Analysts reassured frightened investors that Israel's economic fundamentals stayed strong, but then a large housing development company, Heftsiba, imploded.

Corporate bonds are an Israeli market niche that tends not to make headlines. Yet mutual funds targeting corporate bonds were all the rage this year. The public placed billions of shekels into these funds, hoping to take advantage of the bonds' handsome returns relative to government paper. They invested mainly through funds that specialize in corporate bonds.

Corporate bonds return more than government paper precisely because they're riskier. To attract investors despite that risk, the companies provide higher returns.

There is another problem: liquidity. Trading volumes in corporate bonds are much lower than those in government bonds. So when the tables turn and you want to dump the dogs, you may not be able to.

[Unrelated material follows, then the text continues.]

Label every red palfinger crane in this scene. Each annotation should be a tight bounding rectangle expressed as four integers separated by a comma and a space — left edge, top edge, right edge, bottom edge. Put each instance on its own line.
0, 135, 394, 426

Some investment managers even touted corporate bonds on the following grounds. During the last rout on the marketplace, investors who wanted to dump government bonds could and did, hence corporate bonds generally suffered less.

Yet that very illiquidity has been horrible for holders of corporate bonds this time around. Some are dying to divest and they're stuck with the stuff, which is shrinking like ice in a firestorm. This time around, government bonds have lost ground, but nothing compared with corporate paper. Their retreats would not have shamed a small-cap that had admitted that the tea-lady had absconded with the piggy bank.

Take bonds in Mydas Investment Fund, which on Sunday shrank 11.7 percent, then rebounded 3 percent yesterday. Sybil Europe bonds lost 11.6 percent and didn't rebound. Bonds of Shikun Dayarim sank 10.2 percent and, yes, they didn't recover either yesterday.

Then there's Arko Holdings, whose bonds dived 9.1 percent. They hovered below the flatline today too. Bonds of Isralom, which is controlled by the Bronfman-Fischer group, sank 4.6 percent; Hanan Mor retreated 4.6 percent; and bonds of Boymelgreen Capital, a vehicle of American developer Shaya Boymelgreen, dropped 7.2 percent last week.

You may be reading this and becoming inured to the figures. But remember: These are bonds, not small-cap stocks.

Yet even this is nothing. The bonds of Gmul Real Estate, controlled by Eyal Yona, brother of Boaz Yona and son of Mordechai Yona (yes, of Heftsiba fame), lost 12.5 percent, though Eyal said he had no affiliation with his the business of his father, who has reportedly fled to Russia.

And just look at their returns. From one perspective, they're exciting, and from another, they're frighteningly high. These are the bonds known as "junk", and the really scary thing is that these are series whose volumes can be in the billions. Some were just issued a few months ago.

Not sweating yet? Consider this. You're involved.

These junk-level returns reflect acute risk, and many an institutional investor chose to undertake that risk - on your behalf. Provident funds, mutual funds and pension funds bought into these series of high-return, high-risk bonds. You almost certainly have money in one of these vehicles.

Lito Group tops the list of the high yielders. Its series A and B bonds trade at a yield of 32 percent. Both have fallen 35 percent in price from the start of 2007. Bonds of Lito Real Estate trade at a yield of 20.7 percent. They have dropped 23 percent this year.

Second only to Lito is the Contractors & Builders Development Company, with a yield of 19.8 percent. Then there's Sybil Europe, with a yield of 15.6 percent.

Duisberg Holding trades at a yield of 17 percent, and a long list of companies trade at junk-status yields of 15 percent, including Exom, Ofek Real Estate, Landmark, Shikun Dayarim and Dadeland Towers.